Re: 絆された想い / 序章 ( No.1 )
日時: 2010/04/25 03:45
名前: 御伽 氷柩 (ID: KoVjVisw)

 三柳椿は仕事が終わり、ふらふらと千鳥足で帰路を歩いていた。少し曇っているが、月はよく見える。綺麗な半月だった。
 昨年に大学を卒業して親元を離れた三柳は特にやりたいこともなく、近くの職場でなるがままに働いていた。朝早く会社に出勤し、事務職を行う。上司の怒りのはけぐちやセクハラに耐えながらも、最後は同僚と飲んで帰宅。至って普通の生活を送っていた。
 三柳は、小さな石に躓いて転んだ。アルコールが入りすぎているのか、痛みすら感じていないように見える。まるでゾンビのようにゆっくりと眼にかかる長い髪をよけながら顔を上げた。顔を思い切りぶつけたせいか、鼻血が出ている。
 そのままのろのろと立ち上がろうとすると、スッと目の前に手が差し出された。

「……誰?」

 朧な視界に映る手の主に訊ねた。だが、返答は返ってこない。相手の顔はよく判別できないが、恐らく無表情。
 誰だか知らない人間に手を差し出される? そんな哀れな女に見えるのか?
 プライド高かった三柳は手を振り払い、ふらふらと自分で立ち上がった。スカートやタイツについた砂を掃う。とんだ災難だ。酔いながらもそう思った。
 目の前の人物は、三柳の鞄を拾い手渡した。なんだ、コイツ。

「ねぇ、ちょっと。誰なわけぇ?」

 朧な視界、そしてタイミングよく曇ったせいで視界が悪い。ごしごしと目をこするが、よく見えない。

「……ぎ……き──」

「はぁ? あんだってぇ?」

 小さく絞り出すような声は、酔っている三柳には聞こえない。耳の横に手をつけて聞き返すが、それ以上は何も言ってくれなかった。
 意味のわからない相手にこれ以上構っていたら疲れるだけだ。そう感じた三柳は小さく舌打ちをした後、勝手に会釈をして再び帰路を歩こうとしたが、手を掴まれた。何だって言うんだ。
 文句を言ってやろうと、眉間に皺を寄せながら相手を睨み付けた。

「あんだって……──」

 振り返ったとき、明るい月明かりに照らされていた為に相手の顔が見えた。
 ショートカットの髪に小顔。体系から推測して恐らく女。

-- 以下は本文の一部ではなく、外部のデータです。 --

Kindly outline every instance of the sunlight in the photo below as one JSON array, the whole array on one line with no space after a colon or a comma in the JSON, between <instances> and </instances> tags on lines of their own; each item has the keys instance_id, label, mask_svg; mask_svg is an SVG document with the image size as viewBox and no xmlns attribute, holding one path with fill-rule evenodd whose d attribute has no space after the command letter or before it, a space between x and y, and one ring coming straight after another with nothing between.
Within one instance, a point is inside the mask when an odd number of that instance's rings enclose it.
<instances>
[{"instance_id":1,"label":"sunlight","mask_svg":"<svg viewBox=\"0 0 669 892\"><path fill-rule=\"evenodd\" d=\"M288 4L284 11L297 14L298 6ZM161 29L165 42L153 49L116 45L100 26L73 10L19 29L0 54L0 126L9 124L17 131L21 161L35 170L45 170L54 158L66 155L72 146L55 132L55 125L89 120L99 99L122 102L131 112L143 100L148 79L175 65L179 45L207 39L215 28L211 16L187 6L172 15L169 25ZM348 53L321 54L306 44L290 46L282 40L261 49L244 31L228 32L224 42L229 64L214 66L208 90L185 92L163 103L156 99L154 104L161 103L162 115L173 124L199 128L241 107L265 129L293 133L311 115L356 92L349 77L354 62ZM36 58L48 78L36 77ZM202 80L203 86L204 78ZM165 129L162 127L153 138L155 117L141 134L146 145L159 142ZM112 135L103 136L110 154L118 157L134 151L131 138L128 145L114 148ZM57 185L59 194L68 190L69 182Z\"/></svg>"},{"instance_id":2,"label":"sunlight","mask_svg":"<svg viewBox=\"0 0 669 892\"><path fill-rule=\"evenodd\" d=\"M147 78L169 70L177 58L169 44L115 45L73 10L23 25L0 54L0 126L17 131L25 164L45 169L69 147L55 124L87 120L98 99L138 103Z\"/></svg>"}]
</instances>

その女の顔は真っ赤に染まっていた。前髪が未だに流れる血のせいで、べったりと顔にくっついている。そのせいか、血の流れもよく見えた。よく耳を済ませば、地面に落ちた血の池に、水音を立てながら新たな血液がその領地を広げていっていた。
 三柳は一気に酔いが覚め、血の気が引いていく。まるで掴まれている場所から、血を吸われているかのようだ。よく感覚を研ぎ澄ませば、女に触れられている手にぬめぬめとした感触を感じる。
 女は無表情のまま、ゆっくりと口を開いた。その無表情さが逆に恐怖をそそる。

「みや……なぎ、つ──ばき……」

「い……いやぁぁぁぁ!」

 再び暗くなった夜道に三柳の悲鳴が響き、手を振り払って必死に走った。殺される……!
 女は三柳の小さくなっていく背中を見て、小さく手を伸ばし、笑った。


−TO BE CONTINUED.−

Re: 絆された想い / 第一章[01] ( No.2 )
日時: 2010/04/25 03:46
名前: 御伽 氷柩 (ID: KoVjVisw)

「邪魔するぜ!」

 後藤は中心街から離れたハイツの部屋のドアを開けた。
 後藤刑事、まだ午前七時ですから、近所迷惑とも言える大きな声はやめたほうがいいと思います。石井は口にできることもなく、心の中で後藤を注意した。
 八雲はプレハブ小屋からハイツへと引っ越した。海雲は越したくないと言っていたが、学校が遠いと言われしぶしぶここに越したらしい。詳しい話は知らないが、そんな金どこに持っていやがったんだ。
 玄関で靴を脱ぎ、まるで自分の家のようにズカズカと入り込む。石井も謙虚に「お邪魔します」と家に入った。
 ホールを抜けてリビングにはいると、プレハブ小屋から勝手に持ってきたのか、机とパイプ椅子が見えた。八雲の定位置だ。知り合いに刑事がいながら盗みを働くとは不貞野郎だ。
 辺りを見回すが誰もいない。もしかしてまだ寝てるのか? 鍵もかけないで寝るとは鍵の意味がねぇ。
 海雲がいることを考慮して、奥の洋室のドアをゆっくりと開ける。そこに布団は敷いてあったが、人の姿はない。蛻の殻だ。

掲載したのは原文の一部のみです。